What we’re tracking on 1 August 2018
Could Vodafone be pressured to sell its Egyptian arm? That’s the suggestion from Bloomberg, which speculates that incoming CEO Nick Read will be looking for ways to cope with “a weak share price [and] a fragile dividend” as it faces a potential “shake-up by US activist investor Elliott Management Corp,” which has reportedly built a stake in the world’s second-largest wireless carrier. Among the options Bloomberg suggests could be on the table: “Selling divisions. Vodafone has assets dotted around the world that Elliott could pressure it to sell. … The group’s South African and Egyptian units contribute to synergies.” Read: Vodafone could be ripe for activist investors, one of the most interesting pieces we’ve read on a very slow newsnight.
The US Federal Reserve left interest rates on hold yesterday, characterizing the US economy as strong in a statement. The Fed left its target federal funds rate range at 1.75-2%. “Job gains have been strong, on average, in recent months, and the unemployment rate has stayed low. Household spending and business fixed investment have grown strongly,” the statement read.

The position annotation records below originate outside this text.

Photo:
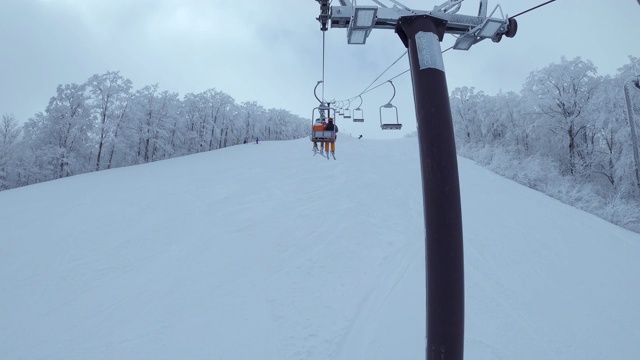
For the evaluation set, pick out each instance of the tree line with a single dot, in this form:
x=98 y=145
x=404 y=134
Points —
x=104 y=124
x=567 y=134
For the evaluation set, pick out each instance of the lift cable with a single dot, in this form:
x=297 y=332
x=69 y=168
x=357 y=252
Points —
x=387 y=69
x=369 y=88
x=323 y=52
x=533 y=8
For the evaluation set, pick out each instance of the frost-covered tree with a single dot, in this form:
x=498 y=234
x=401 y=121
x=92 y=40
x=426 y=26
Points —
x=60 y=137
x=562 y=92
x=110 y=93
x=466 y=107
x=9 y=133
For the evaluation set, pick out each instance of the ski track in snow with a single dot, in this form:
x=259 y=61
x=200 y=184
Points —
x=270 y=252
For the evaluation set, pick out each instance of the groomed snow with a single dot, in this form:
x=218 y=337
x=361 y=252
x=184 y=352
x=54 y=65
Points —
x=267 y=252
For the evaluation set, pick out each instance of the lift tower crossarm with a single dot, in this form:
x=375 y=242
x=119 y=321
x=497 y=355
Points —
x=360 y=20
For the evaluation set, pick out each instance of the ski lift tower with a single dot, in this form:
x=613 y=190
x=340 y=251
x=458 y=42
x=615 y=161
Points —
x=421 y=32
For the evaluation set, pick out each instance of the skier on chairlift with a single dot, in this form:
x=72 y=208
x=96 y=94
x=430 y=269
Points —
x=319 y=125
x=331 y=127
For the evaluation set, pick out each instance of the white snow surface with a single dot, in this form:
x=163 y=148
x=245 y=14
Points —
x=268 y=252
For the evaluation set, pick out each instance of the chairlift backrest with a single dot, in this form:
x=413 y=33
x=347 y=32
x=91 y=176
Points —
x=358 y=115
x=390 y=125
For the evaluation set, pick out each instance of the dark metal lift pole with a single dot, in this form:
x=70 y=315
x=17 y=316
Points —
x=422 y=34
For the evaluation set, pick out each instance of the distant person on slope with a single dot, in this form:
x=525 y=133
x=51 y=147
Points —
x=331 y=127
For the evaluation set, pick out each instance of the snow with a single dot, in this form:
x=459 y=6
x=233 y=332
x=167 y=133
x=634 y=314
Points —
x=268 y=252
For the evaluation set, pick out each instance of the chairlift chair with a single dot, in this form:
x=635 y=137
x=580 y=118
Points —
x=390 y=125
x=347 y=112
x=324 y=107
x=322 y=135
x=358 y=114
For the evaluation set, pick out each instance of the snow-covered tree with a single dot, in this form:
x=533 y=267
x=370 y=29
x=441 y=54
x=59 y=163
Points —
x=561 y=92
x=9 y=133
x=110 y=93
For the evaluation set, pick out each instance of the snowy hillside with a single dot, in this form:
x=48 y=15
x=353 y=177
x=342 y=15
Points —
x=267 y=252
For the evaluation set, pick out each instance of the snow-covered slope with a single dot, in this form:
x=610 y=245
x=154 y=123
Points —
x=268 y=252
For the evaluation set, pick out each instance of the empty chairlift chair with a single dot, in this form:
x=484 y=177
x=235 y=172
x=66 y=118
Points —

Analysts still expect the Fed to raise rates twice before the end of the year, according to Reuters.
Goldman Sachs lowers expected 2018 returns for EM assets in mid-year update to its 2018 Outlook: In a once in a blue moon mid-year update to its 2018 Outlook, Goldman Sachs has lowered its expected returns on emerging markets assets in 2018, with the bank recommending a “small strategic allocation to emerging markets.” Nonetheless, the bank has raised its aggregate growth forecast by only 0.2%, driven largely by improved outlooks on China and India —and offset by declines in Russia and Brazil. “Monetary policy remains accommodative across the key countries, and the inflation outlook is benign,” it reads. Earnings in EM companies grew 12%, the report notes, in line with expectations. That said: Growth was concentrated in energy, IT, and materials.
Still, Goldman’s asset management unit now sees EM bonds as some of the more attractive opportunities out there. “The growth story there is still very positive,” Andrew Wilson, the London-based co-head of global fixed income at Goldman Sachs Asset Management, said in an interview with Bloomberg TV. The bank has all but called an end to the EM zombie apocalypse, saying that the plunge had bottomed out in June.
The Goldman report also sees continued volatility in global markets driven by political risks, noting especially the ongoing trade war between the US and China. US equities get a strong buy recommendation at the expense of other developed markets (particularly the Eurozone) and emerging markets.
You can catch the full report here (pdf) or access it through the landing page here.
Speaking of that trade war: The Donald is considering raising tariffs on Chinese imports to 25%. That would more than double the proposed tariffs on some USD 200 bn in annual imports from China, the Financial Times reports.